Au musée Marmottan Monet à Paris, l'exposition consacrée au peintre danois Peder Severin Krøyer est prête à accueillir le public. On n'attend que l'autorisation de rouvrir. Marianne Mathieu, la directrice scientifique du musée, revient pour nous sur une année particulière où malgré les difficultés, de nombreux projets concrets ont pu être menés à bien.

Article rédigé par Valérie Oddos
France Télévisions - Rédaction Culture
Publié
Temps de lecture : 5 min
Marianne Mathieu, la directrice scientifique du Musée Marmottan Monet à la National Gallery of Australia de Canberra (6 juin 2019) (XINHUA VIA MAXPPP)

Sur le site du Musée Marmottan Monet, on est accueilli par une vidéo pleine page : "Nous pensons à vous", entend-on, sur des images qui montrent l'accrochage de l'exposition du peintre danois Peder Severin Krøyer (1851-1909), jamais montré en France. On y voit de nombreuses personnes qui s'activent, ouvrent des caisses, peignent des murs, percent... L'ouverture était prévue pour le 28 janvier. L'exposition est prête. Mais le confinement des musées continue et on devra attendre qu'ils soient autorisés à accueillir le public.

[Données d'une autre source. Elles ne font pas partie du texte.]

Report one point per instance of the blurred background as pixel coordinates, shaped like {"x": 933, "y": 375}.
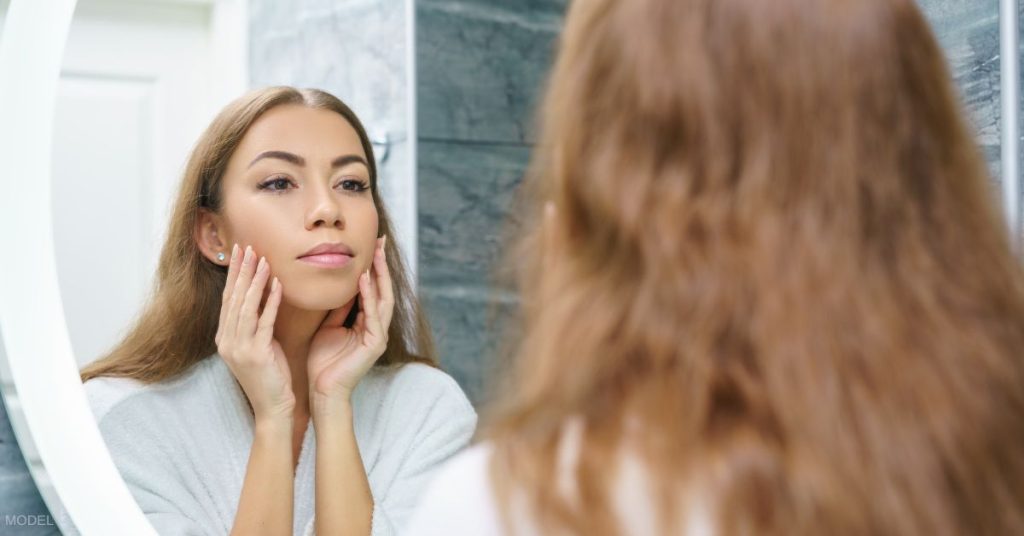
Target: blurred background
{"x": 446, "y": 89}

Malgré les circonstances, le musée Marmottan veut rester dans le concret. "Chez nous, il n'y a rien de virtuel" : Marianne Mathieu, la directrice scientifique du musée, y tient : "On est là, on est présents, et la problématique qui a été la nôtre depuis le début de la crise est, nonobstant la situation, comment faire que les projets adviennent coûte que coûte. Concrètement, nous nous adaptons chaque jour, échangeons sans interruption avec nos collègues des autres musées, travaillons main dans la main pour adapter et ajuster nos programmations."

"Un rapport à l'espace et au temps différent"

L'exposition Cézanne et les maîtres, rêve d'Italie qui avait commencé fin février 2020 au musée a été prolongée (elle devait se poursuivre jusqu'au 3 janvier 2021). "Nous avons compris dès le premier confinement, que notre rapport à l'espace et au temps serait très différent. Pour que cette exposition, particulièrement difficile à produire, puisqu’elle réunissait 63 œuvres pour 42 prêteurs, il nous fallait la prolonger. Nous ne pouvions renoncer à partager l’opportunité unique de découvrir des associations inédites (Cezanne dialoguant avec Tintoret, Le Greco, Poussin, Morandi ou encore Sovicci). Grâce à la solidarité entre les musées, et à la générosité des collectionneurs privés, l'exposition a, chose exceptionnelle, pu être prolongée de six mois."

Il y a eu, bien sûr, pendant le confinement, une présence sur les réseaux sociaux, avec notamment de petites vidéos, "pour rester en lien et se ressourcer à travers la peinture" : une série Rêvons avec qui explorait les œuvres de la collection, une autre, Zoomons avec, pour essayer de toucher la peinture des yeux et voir comment l'artiste la réalise. Mais surtout, "nous avons cherché à conserver une présence concrète et adaptée", assure Marianne Mathieu.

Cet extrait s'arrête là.